It’s also important to remember window openings can be restricted for regulatory reasons.
This restriction will limit the amount of air flow coming in and out of your home. To counteract windows with regulatory restriction in a particular room, you may need to reconsider the types or amount of windows you choose for that particular area.
Sliding windows don’t protrude when they’re opened, so they’re ideal for assisting ventilation in areas with limited inside and outside opening space.
Sliding windows are also easily combined with insect or security screens without compromising your ventilation.
In rooms that require plenty of ventilation (such as bathrooms), sliding windows can be ordered with a vent lock. This allows you to lock the window at different opening points along the track for security and total control over your ventilation.
It’s important to keep in mind that for sliding windows, only half (sometimes less) of the window can be opened for ventilation. This restriction limits the volume of natural airflow. And in other cases, the opening can be more than half (like in the case of a sliding window with three panels – two sliding and one fixed). This allows for extra air flow in a room that needs lots of ventilation.
Like sliding windows, awning windows can be placed in areas with limited opening spaces.
They can also be combined with insect or security screens for secure ventilation.
In most cases, awning windows have significantly smaller openings than sliding windows. Because of this, awning windows are most appropriate for rooms that require less ventilation. They’re also ideal for areas where your home’s design needs windows with smaller openings to encourage the ventilation process.
As they can be left open during light rain, awning windows can provide ventilation in situations where other window cannot. So even awning windows have their place in a naturally ventilated home.
DOUBLE HUNG WINDOWS
Double Hung windows offer particular control over your ventilation.
That’s because you can choose to invite air into your home through the top of the window, the bottom, or both by moving each of the two window sashes as desired.
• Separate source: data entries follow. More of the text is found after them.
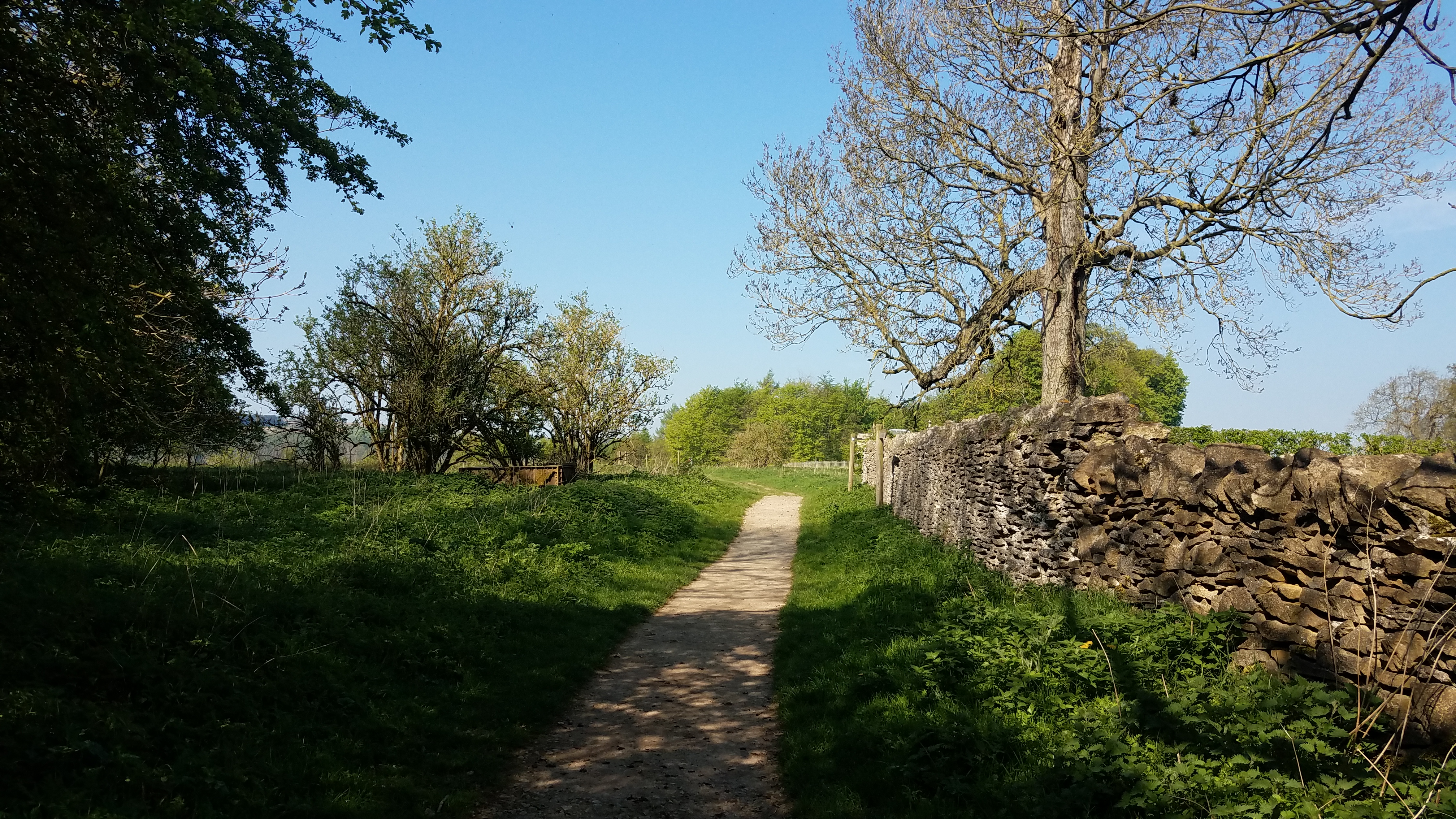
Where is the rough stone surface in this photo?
[863,395,1456,739]
[477,495,801,819]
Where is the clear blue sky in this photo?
[256,0,1456,430]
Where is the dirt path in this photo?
[479,495,802,819]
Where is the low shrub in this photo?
[1168,425,1456,455]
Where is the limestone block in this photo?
[1339,455,1422,510]
[1339,625,1377,654]
[1412,684,1456,742]
[1299,589,1364,619]
[1274,583,1305,601]
[1213,586,1260,612]
[1260,618,1319,649]
[1229,649,1278,673]
[1258,592,1305,624]
[1380,631,1425,670]
[1072,392,1139,424]
[1373,549,1439,577]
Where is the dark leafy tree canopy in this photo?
[0,0,440,481]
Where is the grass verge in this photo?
[718,469,1456,819]
[0,469,756,818]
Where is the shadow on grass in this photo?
[759,477,1433,819]
[0,466,750,816]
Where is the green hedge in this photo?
[1168,425,1456,455]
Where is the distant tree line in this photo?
[661,325,1188,466]
[0,0,673,491]
[0,0,440,488]
[270,213,676,474]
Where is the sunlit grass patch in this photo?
[0,469,754,816]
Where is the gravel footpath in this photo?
[476,495,802,819]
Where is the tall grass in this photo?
[719,469,1456,819]
[0,468,754,818]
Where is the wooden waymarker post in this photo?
[875,424,885,506]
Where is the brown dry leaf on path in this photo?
[477,495,802,819]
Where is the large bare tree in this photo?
[735,0,1450,404]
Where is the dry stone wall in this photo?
[865,395,1456,742]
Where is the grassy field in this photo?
[714,469,1456,819]
[0,468,756,818]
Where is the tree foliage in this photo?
[724,420,793,466]
[1351,364,1456,440]
[0,0,438,481]
[533,293,677,472]
[663,373,890,465]
[901,324,1188,428]
[299,213,536,475]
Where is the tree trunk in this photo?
[1041,11,1091,407]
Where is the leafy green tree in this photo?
[0,0,440,482]
[533,293,677,472]
[299,213,537,475]
[266,350,354,471]
[663,383,753,463]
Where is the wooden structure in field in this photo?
[460,463,577,487]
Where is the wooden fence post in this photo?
[875,424,885,506]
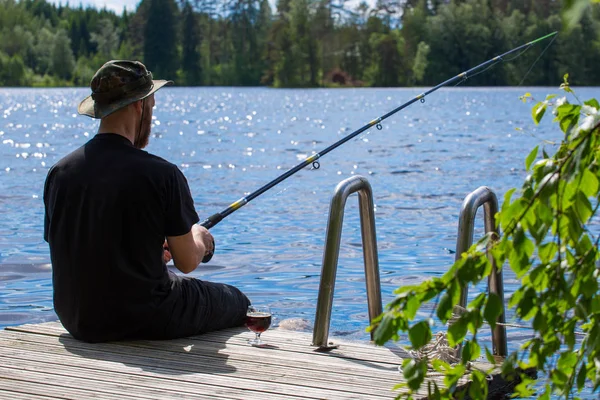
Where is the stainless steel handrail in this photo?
[313,175,383,347]
[455,186,508,357]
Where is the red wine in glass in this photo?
[246,306,272,346]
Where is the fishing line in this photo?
[519,32,556,86]
[200,32,558,262]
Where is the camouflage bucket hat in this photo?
[77,60,173,118]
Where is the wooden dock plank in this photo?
[0,322,492,400]
[5,324,398,378]
[0,342,389,398]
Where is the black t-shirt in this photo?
[44,134,199,341]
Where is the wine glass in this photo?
[246,306,272,346]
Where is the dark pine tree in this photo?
[144,0,179,79]
[181,1,202,86]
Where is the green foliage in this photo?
[372,75,600,399]
[0,0,600,86]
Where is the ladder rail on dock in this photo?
[0,176,516,400]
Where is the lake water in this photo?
[0,87,600,368]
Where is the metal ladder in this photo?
[313,175,383,348]
[455,186,508,357]
[313,180,508,356]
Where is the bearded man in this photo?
[44,61,249,342]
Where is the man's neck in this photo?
[98,119,135,144]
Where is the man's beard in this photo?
[133,104,152,149]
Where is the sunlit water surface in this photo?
[0,88,599,396]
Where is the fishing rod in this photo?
[200,32,558,262]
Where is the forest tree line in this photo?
[0,0,600,87]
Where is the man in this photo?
[44,61,249,342]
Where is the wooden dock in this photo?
[0,322,510,400]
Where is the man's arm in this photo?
[167,224,214,274]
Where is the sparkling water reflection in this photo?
[0,88,597,347]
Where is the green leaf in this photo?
[525,146,539,171]
[531,101,548,125]
[580,169,598,197]
[485,346,496,365]
[538,242,558,264]
[483,292,504,329]
[583,99,600,110]
[573,191,593,224]
[431,358,451,373]
[577,363,587,391]
[461,340,481,364]
[408,321,431,350]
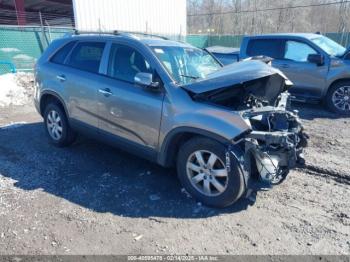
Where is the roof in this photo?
[206,45,240,54]
[65,32,192,47]
[248,33,321,39]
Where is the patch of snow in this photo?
[0,73,34,107]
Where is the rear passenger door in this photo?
[63,41,106,131]
[272,39,328,98]
[99,43,164,154]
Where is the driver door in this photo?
[98,43,164,152]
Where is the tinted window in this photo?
[284,40,317,62]
[107,44,152,82]
[247,39,284,59]
[51,41,77,64]
[68,42,105,73]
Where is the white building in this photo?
[73,0,186,37]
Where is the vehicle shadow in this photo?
[0,123,255,218]
[292,101,346,120]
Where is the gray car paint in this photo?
[240,33,350,99]
[34,35,292,164]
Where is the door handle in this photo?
[98,88,112,96]
[56,75,66,82]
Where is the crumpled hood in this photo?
[182,60,291,94]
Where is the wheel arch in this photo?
[39,90,69,117]
[158,127,230,167]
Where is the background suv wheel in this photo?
[177,137,245,207]
[44,103,76,147]
[326,81,350,115]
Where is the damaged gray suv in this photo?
[34,32,306,207]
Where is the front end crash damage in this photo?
[185,61,307,184]
[235,92,307,184]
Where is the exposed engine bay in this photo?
[242,92,308,184]
[185,65,308,184]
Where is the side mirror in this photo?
[307,54,324,66]
[134,73,159,90]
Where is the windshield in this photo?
[311,36,346,56]
[152,46,221,85]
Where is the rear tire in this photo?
[177,137,245,208]
[44,102,76,147]
[326,81,350,116]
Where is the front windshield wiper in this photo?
[180,75,200,79]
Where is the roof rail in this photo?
[74,29,169,40]
[114,30,169,40]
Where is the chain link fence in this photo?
[0,26,73,74]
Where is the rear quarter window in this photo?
[68,42,105,73]
[247,39,284,59]
[50,41,77,64]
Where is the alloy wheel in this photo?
[332,86,350,112]
[186,150,228,197]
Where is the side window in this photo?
[107,44,152,82]
[284,40,317,62]
[247,39,284,59]
[68,42,105,73]
[50,41,77,64]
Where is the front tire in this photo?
[44,103,76,147]
[177,137,245,208]
[326,81,350,116]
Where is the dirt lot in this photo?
[0,99,350,254]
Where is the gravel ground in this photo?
[0,101,350,255]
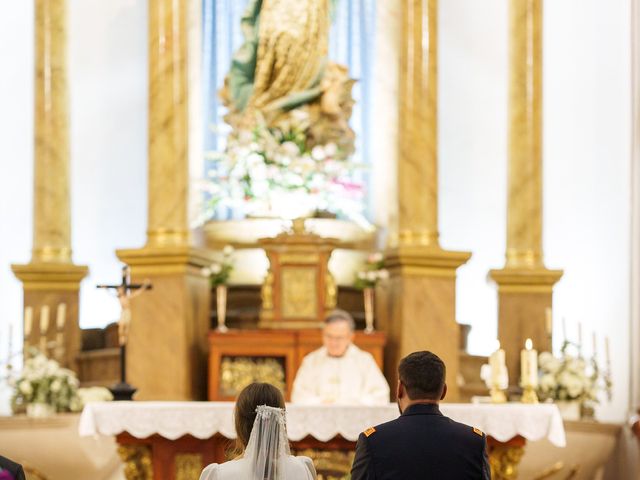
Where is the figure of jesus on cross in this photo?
[98,266,152,347]
[98,266,152,400]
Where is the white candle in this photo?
[9,322,13,356]
[40,305,49,335]
[578,322,582,352]
[520,338,538,388]
[56,303,67,330]
[489,340,506,385]
[24,307,33,337]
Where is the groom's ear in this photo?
[396,380,406,400]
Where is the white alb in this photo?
[291,344,389,405]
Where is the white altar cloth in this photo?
[78,402,566,447]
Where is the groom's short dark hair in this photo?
[398,351,447,400]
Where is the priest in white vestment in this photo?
[291,310,389,405]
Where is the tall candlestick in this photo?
[24,307,33,338]
[578,322,582,354]
[7,321,13,356]
[520,338,538,403]
[520,338,538,388]
[56,303,67,330]
[40,305,49,335]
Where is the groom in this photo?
[351,352,491,480]
[0,455,25,480]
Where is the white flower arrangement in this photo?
[202,110,369,226]
[10,349,82,412]
[354,252,389,289]
[538,342,611,403]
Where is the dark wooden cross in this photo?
[97,266,152,400]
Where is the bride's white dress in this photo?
[200,455,316,480]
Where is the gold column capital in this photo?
[385,246,471,278]
[116,246,215,275]
[11,263,89,291]
[489,267,563,293]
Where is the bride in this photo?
[200,383,316,480]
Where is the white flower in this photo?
[311,145,327,161]
[18,380,33,397]
[539,373,558,393]
[280,141,300,157]
[324,142,338,157]
[367,252,384,263]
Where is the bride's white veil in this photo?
[242,405,290,480]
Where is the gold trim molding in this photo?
[11,263,89,291]
[489,267,564,293]
[116,246,215,275]
[385,246,471,278]
[118,445,153,480]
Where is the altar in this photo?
[79,402,566,480]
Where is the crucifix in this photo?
[97,266,152,400]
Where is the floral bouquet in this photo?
[538,341,611,404]
[202,245,234,287]
[208,109,368,225]
[10,348,82,412]
[354,252,389,290]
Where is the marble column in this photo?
[12,0,88,368]
[385,0,470,401]
[117,0,212,400]
[490,0,562,385]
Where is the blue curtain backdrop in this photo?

Like sliding and awning windows, double hung windows are ideal for restricted opening spaces. They can also be combined with insect or security screens for increased security without affecting airflow. (However, it’s worth noting that this makes them difficult to clean, some types of screens cannot be removed.)
BI FOLD WINDOWS
If you want maximum ventilation, you can’t look past bi fold windows.
These windows fold all the way back to provide a large opening area that’s almost the size of the window frame itself.
Unlike the other window options, there are limited screening options for bi-fold windows. Because they protrude to the width of each panel on the outside, bi-fold windows can only be installed in areas with room for large opening spaces.
Casement windows are another style of window designed for maximising ventilation in your home.
Thanks to their wide opening arc and how they open, casement windows allow you to control and divert breezes from different directions into your home. It’s these two features that account for why they’re one of two window types recommended by the Australian government for maximising air movement in your home.
Casement windows are known to be difficult to screen, but Bradnam’s Windows and Doors has released a screenable casement window offering a modern look that provides security and protection from the outside world.
The other window type recommended by the government for encouraging airflow in your home is louvre windows.
With the ability to open out to be as much as 95%, louvre windows are ideal for encouraging ventilation in your home. Their variable opening angles also allow you to control and direct this ventilation as desired and required. Importantly, while second storey louvre windows have restricted openings for safety (much like most other types of windows), they still invite plenty of ventilation into your home.
Due to their fixed nature, fixed windows do not contribute to natural ventilation in your home.
While they’re ideal for light, views, and architectural accents, they’re not useful for ventilating your home.
MAKE INFORMED CHOICES
Choosing windows is a task that should be done in consultation with your architect or builder, or with one of our consultants.
Now that you know about different windows and their ventilation potential, you’ll be able to make better informed choices.